TCP Receive window advertisement fixes.

The fix in commit 028e045da93b7c1c26417e80e4b4e388b86a713d was incorrect as it can cause the right edge of the window to shrink when we announce a zero window due to receive buffer being full as its done before the check for seeing if the window is being shrunk because of the selected window. Further the window was calculated purely on available space but in cases where we are getting full sized segments it makes more sense to use the actual bytes being held. This CL changes to use the lower of the total available space vs the available space in the maximal window we could advertise minus the actual payload bytes being held. This change also cleans up the code so that the window selection logic is not duplicated between getSendParams() and windowCrossedACKThresholdLocked. PiperOrigin-RevId: 336404827
author: Bhasker Hariharan <bhaskerh@google.com> 2020-10-09 18:59:48 -0700
committer: gVisor bot <gvisor-bot@google.com> 2020-10-09 19:02:03 -0700
commit: db36d948fa63ce950d94a5e8e9ebc37956543661 (patch)
tree: 123b5ab20650dbb5f79300a4d68d2d98e4c79cfe
parent: d75fe7660a61a454ece9472658eac609b3bf61e6 (diff)

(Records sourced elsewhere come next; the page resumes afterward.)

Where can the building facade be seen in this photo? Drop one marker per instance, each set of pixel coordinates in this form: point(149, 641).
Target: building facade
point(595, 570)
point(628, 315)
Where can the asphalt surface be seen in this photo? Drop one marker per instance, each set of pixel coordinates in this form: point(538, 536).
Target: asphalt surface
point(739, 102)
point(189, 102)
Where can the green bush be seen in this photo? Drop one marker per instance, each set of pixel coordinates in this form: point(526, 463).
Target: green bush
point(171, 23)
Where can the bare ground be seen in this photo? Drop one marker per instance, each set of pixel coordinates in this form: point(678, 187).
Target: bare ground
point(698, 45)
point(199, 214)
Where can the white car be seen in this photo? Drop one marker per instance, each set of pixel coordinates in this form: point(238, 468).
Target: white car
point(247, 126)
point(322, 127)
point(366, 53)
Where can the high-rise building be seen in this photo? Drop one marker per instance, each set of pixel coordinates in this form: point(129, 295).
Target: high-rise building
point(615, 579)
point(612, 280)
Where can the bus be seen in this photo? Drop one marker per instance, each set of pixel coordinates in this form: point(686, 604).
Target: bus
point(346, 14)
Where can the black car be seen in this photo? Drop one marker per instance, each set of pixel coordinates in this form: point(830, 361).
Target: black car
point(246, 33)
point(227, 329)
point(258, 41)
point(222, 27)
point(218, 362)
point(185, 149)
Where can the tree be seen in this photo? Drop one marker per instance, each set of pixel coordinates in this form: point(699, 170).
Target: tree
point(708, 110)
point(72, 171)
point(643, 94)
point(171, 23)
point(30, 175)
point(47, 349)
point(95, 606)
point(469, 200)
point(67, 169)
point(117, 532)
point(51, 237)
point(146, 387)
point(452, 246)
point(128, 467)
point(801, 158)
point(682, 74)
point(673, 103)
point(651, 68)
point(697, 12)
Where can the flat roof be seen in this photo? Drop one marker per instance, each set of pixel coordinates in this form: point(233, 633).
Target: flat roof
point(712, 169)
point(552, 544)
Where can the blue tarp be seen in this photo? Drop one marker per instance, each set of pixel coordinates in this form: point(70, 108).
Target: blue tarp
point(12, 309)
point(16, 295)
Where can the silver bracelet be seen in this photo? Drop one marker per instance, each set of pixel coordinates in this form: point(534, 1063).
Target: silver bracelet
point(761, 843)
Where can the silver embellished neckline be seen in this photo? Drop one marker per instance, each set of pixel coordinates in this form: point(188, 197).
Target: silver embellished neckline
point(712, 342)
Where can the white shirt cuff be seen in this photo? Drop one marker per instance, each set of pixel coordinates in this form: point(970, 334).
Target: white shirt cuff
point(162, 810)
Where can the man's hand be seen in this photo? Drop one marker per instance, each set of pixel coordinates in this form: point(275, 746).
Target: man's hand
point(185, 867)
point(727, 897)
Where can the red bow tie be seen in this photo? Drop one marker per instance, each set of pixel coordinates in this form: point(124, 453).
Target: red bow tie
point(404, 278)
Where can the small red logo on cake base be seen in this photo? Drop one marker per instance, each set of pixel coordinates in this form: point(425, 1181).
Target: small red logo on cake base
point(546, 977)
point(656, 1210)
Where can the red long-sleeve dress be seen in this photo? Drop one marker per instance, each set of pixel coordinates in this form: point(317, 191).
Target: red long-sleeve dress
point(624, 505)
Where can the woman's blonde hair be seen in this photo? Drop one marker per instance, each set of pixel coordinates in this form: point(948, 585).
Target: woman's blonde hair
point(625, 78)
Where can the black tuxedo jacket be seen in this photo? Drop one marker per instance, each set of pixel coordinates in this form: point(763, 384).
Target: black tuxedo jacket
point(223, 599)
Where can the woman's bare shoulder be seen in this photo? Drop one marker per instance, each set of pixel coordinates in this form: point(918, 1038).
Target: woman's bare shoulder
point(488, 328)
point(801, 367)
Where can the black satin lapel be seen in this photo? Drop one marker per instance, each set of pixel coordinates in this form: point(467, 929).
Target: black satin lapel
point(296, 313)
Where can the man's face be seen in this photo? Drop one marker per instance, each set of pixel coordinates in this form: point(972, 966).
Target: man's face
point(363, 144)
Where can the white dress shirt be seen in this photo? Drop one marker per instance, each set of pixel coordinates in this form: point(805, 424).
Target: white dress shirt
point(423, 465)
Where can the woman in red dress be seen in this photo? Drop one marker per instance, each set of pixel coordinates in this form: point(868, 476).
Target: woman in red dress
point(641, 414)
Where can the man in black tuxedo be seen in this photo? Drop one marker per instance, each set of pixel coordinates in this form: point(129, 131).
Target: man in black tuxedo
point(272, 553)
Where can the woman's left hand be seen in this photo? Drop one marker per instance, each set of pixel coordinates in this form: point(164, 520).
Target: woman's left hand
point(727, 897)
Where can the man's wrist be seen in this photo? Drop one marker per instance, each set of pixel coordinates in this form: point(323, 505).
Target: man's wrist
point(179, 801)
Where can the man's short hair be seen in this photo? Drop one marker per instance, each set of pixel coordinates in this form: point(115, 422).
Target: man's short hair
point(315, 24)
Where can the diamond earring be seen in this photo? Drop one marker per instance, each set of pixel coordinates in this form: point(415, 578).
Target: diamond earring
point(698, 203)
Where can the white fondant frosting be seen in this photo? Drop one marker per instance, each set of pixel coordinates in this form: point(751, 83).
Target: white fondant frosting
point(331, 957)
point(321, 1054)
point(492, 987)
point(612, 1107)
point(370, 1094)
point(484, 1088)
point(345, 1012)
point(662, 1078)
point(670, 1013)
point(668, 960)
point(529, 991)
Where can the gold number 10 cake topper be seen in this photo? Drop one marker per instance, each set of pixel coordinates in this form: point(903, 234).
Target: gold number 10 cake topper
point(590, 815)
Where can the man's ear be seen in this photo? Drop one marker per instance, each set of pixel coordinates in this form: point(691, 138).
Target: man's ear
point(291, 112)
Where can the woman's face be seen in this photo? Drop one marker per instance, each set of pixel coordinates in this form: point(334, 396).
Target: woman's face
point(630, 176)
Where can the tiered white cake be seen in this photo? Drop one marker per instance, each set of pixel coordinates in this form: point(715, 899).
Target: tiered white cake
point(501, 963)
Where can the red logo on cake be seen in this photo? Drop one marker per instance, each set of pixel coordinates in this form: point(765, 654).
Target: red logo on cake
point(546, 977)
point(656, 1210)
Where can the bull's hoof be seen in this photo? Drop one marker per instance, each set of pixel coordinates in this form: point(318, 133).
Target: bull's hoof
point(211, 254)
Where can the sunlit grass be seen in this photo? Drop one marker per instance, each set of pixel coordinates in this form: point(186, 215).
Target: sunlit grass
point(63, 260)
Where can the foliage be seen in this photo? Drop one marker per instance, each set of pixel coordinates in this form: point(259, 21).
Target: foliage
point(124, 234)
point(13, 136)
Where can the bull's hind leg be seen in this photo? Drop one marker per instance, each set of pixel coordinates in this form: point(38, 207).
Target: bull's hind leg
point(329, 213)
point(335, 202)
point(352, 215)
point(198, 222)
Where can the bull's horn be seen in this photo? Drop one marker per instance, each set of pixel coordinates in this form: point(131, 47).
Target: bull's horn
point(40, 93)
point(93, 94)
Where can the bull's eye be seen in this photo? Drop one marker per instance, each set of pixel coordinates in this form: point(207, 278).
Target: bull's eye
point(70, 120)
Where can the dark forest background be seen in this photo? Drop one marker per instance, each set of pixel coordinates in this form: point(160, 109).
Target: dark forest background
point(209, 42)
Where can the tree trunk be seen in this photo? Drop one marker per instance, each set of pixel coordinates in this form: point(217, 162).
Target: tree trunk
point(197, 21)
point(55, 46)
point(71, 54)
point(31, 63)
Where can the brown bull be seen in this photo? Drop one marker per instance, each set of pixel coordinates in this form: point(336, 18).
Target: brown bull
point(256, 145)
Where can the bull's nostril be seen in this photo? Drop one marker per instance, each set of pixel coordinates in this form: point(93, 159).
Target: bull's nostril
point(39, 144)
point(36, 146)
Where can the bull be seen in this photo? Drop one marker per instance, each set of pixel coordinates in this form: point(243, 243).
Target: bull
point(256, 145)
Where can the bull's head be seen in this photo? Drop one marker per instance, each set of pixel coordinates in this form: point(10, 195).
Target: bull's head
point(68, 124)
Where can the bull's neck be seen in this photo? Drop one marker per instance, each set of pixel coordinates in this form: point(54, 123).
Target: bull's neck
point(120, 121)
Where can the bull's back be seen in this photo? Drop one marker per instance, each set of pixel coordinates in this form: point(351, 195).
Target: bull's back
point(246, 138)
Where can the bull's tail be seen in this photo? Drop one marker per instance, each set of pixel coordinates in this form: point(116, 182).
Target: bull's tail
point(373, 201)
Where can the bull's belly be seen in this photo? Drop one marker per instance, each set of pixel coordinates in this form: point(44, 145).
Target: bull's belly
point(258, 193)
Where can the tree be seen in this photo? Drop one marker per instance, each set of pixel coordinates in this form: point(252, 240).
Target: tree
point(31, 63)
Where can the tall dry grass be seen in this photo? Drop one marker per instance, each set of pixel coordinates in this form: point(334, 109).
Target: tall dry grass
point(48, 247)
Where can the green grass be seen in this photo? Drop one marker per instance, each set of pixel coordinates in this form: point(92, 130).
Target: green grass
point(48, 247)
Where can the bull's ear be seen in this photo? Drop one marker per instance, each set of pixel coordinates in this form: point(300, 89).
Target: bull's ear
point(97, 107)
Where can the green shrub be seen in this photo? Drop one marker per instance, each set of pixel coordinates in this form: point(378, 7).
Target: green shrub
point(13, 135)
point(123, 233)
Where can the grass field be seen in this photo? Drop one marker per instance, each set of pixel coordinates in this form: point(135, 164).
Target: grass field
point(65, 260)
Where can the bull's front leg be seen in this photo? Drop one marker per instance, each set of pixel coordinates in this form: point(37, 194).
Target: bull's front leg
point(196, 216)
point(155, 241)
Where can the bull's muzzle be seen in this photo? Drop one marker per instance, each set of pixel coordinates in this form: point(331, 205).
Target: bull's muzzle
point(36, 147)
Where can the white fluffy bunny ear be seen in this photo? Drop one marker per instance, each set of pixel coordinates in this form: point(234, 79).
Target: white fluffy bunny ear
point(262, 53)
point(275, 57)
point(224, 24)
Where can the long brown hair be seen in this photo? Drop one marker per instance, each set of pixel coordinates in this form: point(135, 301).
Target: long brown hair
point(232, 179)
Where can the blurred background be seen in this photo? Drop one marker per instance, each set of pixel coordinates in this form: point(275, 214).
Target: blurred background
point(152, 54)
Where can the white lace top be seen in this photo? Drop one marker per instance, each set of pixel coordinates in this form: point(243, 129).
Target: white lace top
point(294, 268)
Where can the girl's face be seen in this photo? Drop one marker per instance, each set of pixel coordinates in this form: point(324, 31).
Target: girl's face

5 files changed, 146 insertions, 27 deletions
diff --git a/pkg/tcpip/transport/tcp/connect.go b/pkg/tcpip/transport/tcp/connect.go
index 189c01c8f..0aaef495d 100644
--- a/pkg/tcpip/transport/tcp/connect.go
+++ b/pkg/tcpip/transport/tcp/connect.go
@@ -1219,12 +1219,6 @@ func (e *endpoint) handleSegment(s *segment) (cont bool, err *tcpip.Error) {
 			return true, nil
 		}
 
-		// Increase counter if after processing the segment we would potentially
-		// advertise a zero window.
-		if crossed, above := e.windowCrossedACKThresholdLocked(-s.segMemSize()); crossed && !above {
-			e.stats.ReceiveErrors.ZeroRcvWindowState.Increment()
-		}
-
 		// Now check if the received segment has caused us to transition
 		// to a CLOSED state, if yes then terminate processing and do
 		// not invoke the sender.
diff --git a/pkg/tcpip/transport/tcp/endpoint.go b/pkg/tcpip/transport/tcp/endpoint.go
index bc3b409ba..3bcd3923a 100644
--- a/pkg/tcpip/transport/tcp/endpoint.go
+++ b/pkg/tcpip/transport/tcp/endpoint.go
@@ -248,6 +248,11 @@ type ReceiveErrors struct {
 	// ZeroRcvWindowState is the number of times we advertised
 	// a zero receive window when rcvList is full.
 	ZeroRcvWindowState tcpip.StatCounter
+
+	// WantZeroWindow is the number of times we wanted to advertise a
+	// zero receive window but couldn't because it would have caused
+	// the receive window's right edge to shrink.
+	WantZeroRcvWindow tcpip.StatCounter
 }
 
 // SendErrors collect segment send errors within the transport layer.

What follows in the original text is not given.